Another option is to implement your full-screen passes via compute shaders

Hum, i would have to double check, if someone say it works, then i don't see the point to camp on my position. It is possible we set a scissor rectangle to the size of the viewport by convenience or something like that and it screw up the triangle.

I would not even dare fixing it if it is that, the gain are unlikely to be at the level of noise in the profiling, and most of our full screen pass are computes. The later is not always the best choice, to be fair, as it is a trade of L2 cache bandwidth versus the ROP, manual SRGB conversions and a few other considerations, but full screen passes are rarely alone and we can save a few flush/invalidation by staying compute all the way.

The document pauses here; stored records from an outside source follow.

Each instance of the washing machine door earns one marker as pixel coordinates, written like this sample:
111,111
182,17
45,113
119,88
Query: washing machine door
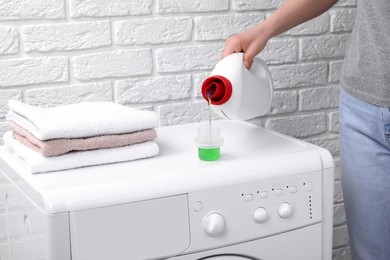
227,257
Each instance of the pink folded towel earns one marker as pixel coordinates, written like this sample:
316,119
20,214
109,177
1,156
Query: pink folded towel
55,147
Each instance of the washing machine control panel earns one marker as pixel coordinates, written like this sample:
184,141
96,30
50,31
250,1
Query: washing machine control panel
248,211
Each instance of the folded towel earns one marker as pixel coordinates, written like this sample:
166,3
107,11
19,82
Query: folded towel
36,163
80,120
55,147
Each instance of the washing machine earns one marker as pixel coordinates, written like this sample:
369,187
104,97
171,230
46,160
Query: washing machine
269,197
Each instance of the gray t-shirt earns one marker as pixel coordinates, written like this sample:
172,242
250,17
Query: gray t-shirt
366,68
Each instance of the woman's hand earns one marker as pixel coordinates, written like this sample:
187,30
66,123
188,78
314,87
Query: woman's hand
250,42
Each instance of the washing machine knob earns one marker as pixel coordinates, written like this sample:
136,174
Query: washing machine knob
260,215
285,210
214,224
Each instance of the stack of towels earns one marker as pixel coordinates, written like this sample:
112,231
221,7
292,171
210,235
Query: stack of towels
77,135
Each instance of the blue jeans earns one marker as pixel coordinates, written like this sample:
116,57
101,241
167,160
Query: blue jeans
365,176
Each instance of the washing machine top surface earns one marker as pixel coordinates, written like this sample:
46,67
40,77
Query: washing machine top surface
249,153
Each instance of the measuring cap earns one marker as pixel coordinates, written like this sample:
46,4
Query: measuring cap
209,142
219,88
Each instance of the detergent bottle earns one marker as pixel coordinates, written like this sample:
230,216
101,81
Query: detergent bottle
236,92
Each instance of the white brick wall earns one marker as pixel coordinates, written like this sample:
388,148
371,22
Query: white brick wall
155,54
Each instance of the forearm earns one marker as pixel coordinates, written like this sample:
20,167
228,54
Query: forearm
293,13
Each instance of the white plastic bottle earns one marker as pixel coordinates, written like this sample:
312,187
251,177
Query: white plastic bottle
236,92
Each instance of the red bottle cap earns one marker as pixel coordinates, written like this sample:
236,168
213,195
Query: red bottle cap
219,88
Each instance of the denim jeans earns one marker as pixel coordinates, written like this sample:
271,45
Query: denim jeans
365,176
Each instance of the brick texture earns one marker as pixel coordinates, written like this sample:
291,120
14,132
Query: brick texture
155,55
9,40
67,36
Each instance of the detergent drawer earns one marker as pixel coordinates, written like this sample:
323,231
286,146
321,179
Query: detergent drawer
131,231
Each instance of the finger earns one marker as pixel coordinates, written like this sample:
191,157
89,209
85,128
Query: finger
231,47
249,55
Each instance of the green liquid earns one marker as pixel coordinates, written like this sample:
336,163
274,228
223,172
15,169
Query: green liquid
209,154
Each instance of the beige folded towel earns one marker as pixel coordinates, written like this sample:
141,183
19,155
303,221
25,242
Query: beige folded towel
55,147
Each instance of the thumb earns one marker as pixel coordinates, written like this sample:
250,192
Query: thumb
248,58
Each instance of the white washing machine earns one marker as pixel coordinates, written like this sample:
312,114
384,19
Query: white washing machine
269,197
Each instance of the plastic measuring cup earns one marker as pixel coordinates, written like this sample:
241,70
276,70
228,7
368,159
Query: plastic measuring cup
209,141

3 hours ago, Hodgman said:

Another option is to implement your full-screen passes via compute shaders

What would be the benefits of the CS? Is it just skipping the pipeline until PS (VS and RS, specifically)?

4 hours ago, matt77hias said:

What would be the benefits of the CS? Is it just skipping the pipeline until PS (VS and RS, specifically)?

The upside is that you skip the IA->VS->RS->PS->OM pipeline with all the state setup involved and instead you have a simple CS pipeline. In the compute shader, it is you who assingns the workload, so there should be no confusion as to how the threads are dispatched. CS pipeline can sometimes be run in parallel with the graphics pipeline in newer APIs (I've no experience with that yet).

The downside is that if you are running CS on the graphics pipe, you have to switch execution from the rasterizing pipeline to compute which involves flushing the graphics buffer, then executing your compute, waiting for it to finish and resuming your graphics processing after that

The other advantage is that the CS allows for implementation of different styles of algorithms that aren't possible in a PS.

The CS has access to (up to) 32KiB of local storage within a workgroup, which allows different threads/pixels to share data with each other.

e.g. for a 3x3 pixel blur filter in a PS, every pixel will fetch 9 texels from the source texture, blend them, and output a single result.
In a CS implementation, you might get 64 threads to read a 10x10 area of pixels into the local store (~1.5 texel reads per pixel instead of 9!), and then each thread can fetch the 9 texels that it requries from the local store (which is basically free compared to reading from memory), blend them, and output a single result each / an 8x8 area of results total.

Also, compute shaders don't hard-code the destination / result location. You can write code that works like a normal PS, where each thread outputs to a specific pixel on the screen... or you can write code where each thread writes to a random pixel, or multiple pixels, or writes to a pixel using a dynamic offset (scattered writes). 
e.g. the normal way of writing a blur is to "gather" (above, each destination pixel reads from 9 source pixels), but a "scatter" version would have every source pixel write to 9 destination pixels!

When you first start using CS instead of PS, you get very small improvements (e.g. from skipping the IA->VS->RS costs)... but afterwards, many new doors open for completely different approaches to problems.